When to use Barnes-Hut simulation

I implemented n-body simulation first with naive approach using vector as a basis for storage and iteration, and then again with Barnes-Hut simulation (BH from now on) using QuadTree. I only expected to need something like 100 bodies in my program and I wondered wether BH is faster in that region of problem size or not quite yet. The vector has an advantage of being cache friendly, but BH is better asymptotically. Where is the tipping point, if you use sane values for theta?

I think I have created at least somewhat performant BH by iteratively running Valgrind and making improvements, so it should be realistic BH to compare to. For tests, I created two equal sized spaces, scattered a selected number of bodies with random velocities into both systems equaly, so that both systems had equal copies of setup, ran one step of gravity simulation, and measured time to complete. Note that this is the worst case for BH, because BH really starts to shine when leveraging distributions of bodies that are more grouped together. All calculations were done on a single thread on Intel(R) Core(TM) i5-2450M CPU @ 2.50GHz, with 3MB cache, running openSUSE 13.2.

Results

The table below shows numbers of bodies where straightforward vector implementation reliably stops being more efficient compared to equivalent BH solution configured with given theta value setting.

theta number of bodies
1.00 1500
0.75 2500
0.50 4000
0.25 10500

All measurements

But as usually happens in software, it is not all that simple.
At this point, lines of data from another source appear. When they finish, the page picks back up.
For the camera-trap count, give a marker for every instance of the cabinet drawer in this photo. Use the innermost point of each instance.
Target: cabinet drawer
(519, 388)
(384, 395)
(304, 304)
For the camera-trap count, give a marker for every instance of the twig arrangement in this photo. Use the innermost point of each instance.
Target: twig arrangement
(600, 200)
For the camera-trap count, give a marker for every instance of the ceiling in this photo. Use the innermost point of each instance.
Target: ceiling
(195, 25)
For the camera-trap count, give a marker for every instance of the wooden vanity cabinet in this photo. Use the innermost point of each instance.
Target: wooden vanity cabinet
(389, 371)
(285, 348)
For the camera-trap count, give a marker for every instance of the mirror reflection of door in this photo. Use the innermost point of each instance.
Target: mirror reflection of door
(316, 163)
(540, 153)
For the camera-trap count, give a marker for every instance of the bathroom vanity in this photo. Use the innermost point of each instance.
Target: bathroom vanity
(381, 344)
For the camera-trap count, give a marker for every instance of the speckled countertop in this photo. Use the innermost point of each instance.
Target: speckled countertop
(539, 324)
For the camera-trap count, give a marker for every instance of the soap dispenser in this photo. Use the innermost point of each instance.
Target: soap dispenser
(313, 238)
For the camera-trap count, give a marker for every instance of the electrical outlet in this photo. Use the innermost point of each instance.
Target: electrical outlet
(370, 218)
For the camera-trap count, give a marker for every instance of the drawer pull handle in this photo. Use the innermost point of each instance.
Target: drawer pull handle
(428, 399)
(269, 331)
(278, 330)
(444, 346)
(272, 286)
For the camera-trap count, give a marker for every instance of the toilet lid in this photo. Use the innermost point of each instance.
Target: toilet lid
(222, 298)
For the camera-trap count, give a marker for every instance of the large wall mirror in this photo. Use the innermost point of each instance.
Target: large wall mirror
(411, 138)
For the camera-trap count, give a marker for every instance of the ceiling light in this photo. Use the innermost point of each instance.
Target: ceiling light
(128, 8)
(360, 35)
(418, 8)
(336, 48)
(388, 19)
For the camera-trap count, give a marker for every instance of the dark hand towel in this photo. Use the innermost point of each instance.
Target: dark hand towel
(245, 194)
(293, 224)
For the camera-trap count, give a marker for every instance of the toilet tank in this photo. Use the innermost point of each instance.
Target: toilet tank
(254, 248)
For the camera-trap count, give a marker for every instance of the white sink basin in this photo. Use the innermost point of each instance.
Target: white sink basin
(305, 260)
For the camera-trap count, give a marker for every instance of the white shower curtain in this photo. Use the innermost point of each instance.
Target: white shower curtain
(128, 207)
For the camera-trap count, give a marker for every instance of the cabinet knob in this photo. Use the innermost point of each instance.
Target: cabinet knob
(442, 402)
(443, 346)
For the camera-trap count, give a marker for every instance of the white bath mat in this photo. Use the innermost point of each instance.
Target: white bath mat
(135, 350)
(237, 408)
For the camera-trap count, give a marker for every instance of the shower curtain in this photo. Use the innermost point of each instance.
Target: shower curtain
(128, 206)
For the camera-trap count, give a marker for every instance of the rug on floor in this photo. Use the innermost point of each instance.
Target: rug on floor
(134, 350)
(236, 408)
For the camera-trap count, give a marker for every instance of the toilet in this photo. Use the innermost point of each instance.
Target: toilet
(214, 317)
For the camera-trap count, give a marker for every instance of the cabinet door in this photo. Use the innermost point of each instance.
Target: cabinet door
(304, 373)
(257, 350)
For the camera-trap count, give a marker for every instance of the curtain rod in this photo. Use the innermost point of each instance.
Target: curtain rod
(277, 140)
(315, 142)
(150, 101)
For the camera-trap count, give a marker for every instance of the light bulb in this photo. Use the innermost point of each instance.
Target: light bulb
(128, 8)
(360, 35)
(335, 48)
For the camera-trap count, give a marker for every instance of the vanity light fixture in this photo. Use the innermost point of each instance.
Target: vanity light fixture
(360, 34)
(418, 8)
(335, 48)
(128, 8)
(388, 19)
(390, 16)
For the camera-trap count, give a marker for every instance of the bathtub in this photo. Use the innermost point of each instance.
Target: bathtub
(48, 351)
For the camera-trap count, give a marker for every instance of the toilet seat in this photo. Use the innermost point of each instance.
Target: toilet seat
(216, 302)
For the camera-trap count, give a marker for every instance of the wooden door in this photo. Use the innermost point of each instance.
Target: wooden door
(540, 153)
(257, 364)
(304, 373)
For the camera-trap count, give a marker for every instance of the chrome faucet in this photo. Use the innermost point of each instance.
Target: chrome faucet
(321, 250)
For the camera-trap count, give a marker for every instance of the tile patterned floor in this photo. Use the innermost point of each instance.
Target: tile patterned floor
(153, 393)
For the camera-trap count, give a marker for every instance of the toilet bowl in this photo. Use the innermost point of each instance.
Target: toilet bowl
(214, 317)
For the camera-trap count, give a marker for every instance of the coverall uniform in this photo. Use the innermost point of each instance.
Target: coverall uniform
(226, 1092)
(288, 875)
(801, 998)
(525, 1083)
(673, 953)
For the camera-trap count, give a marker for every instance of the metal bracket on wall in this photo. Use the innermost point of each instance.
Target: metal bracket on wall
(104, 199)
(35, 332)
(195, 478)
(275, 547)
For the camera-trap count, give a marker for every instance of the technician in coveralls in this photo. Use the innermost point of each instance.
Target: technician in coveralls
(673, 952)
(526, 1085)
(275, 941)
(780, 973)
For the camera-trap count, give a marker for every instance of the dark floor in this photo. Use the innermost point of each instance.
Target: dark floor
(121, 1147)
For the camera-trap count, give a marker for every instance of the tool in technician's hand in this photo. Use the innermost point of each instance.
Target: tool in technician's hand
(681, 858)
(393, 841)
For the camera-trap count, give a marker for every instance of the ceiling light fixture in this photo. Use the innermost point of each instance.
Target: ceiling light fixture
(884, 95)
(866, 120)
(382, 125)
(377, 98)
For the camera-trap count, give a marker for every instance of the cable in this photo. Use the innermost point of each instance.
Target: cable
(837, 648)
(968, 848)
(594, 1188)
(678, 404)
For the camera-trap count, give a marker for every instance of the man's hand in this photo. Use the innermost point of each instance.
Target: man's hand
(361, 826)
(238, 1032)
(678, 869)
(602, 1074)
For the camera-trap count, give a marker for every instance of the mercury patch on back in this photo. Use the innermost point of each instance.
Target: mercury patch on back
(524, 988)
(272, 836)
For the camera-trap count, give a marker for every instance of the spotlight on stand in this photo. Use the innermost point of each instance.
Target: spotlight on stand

There is more bad news for vector. Whenever I ran gravity simulations for a couple of steps I observed strange, almost random variations in execution times, where it would either complete fairly quickly as in the charts above or something would go terribly wrong and it would for some reason complete 100 times slower then expected for that problem size. It was as it were two different implementations running. These are the results from running 10 steps of gravity simulation on vector implementation only:

Vector measurements

Why does performance of vector based implementation vary so much? I ran tests on my CPU with two cores, each of which has two threads that share cache. I suspected that there was some sort of cache thrashing happening because of some other processes in the system. I rebooted into runlevel 1, isolated the whole core of CPU using cpusets in order to dedicate it to this process only, decreased niceness, and set priority to realtime. L3 cache was still shared between cores, but if I fence off the two hardware threads that share L1 and L2, the improvement should be significant for up to about 4000 items. That number of items of 60 bytes should fit into 256KB of L2 and avoid much of the thrashing. I did all that and noticed no improvement. I could not fence off kernel threads like kworker and migration and such, but this is kinda hard when you are not running real-time operating system, not to mention it is really impractical.

At the moment I have no other ideas what it could be. But I digress. So many interesting things to explore, so little free time!

Conclusion

For body count less then 1500, don't bother with Barnes-Hut. For body counts larger then about 4000, don't bother with vector, despite measurements showing it might be faster.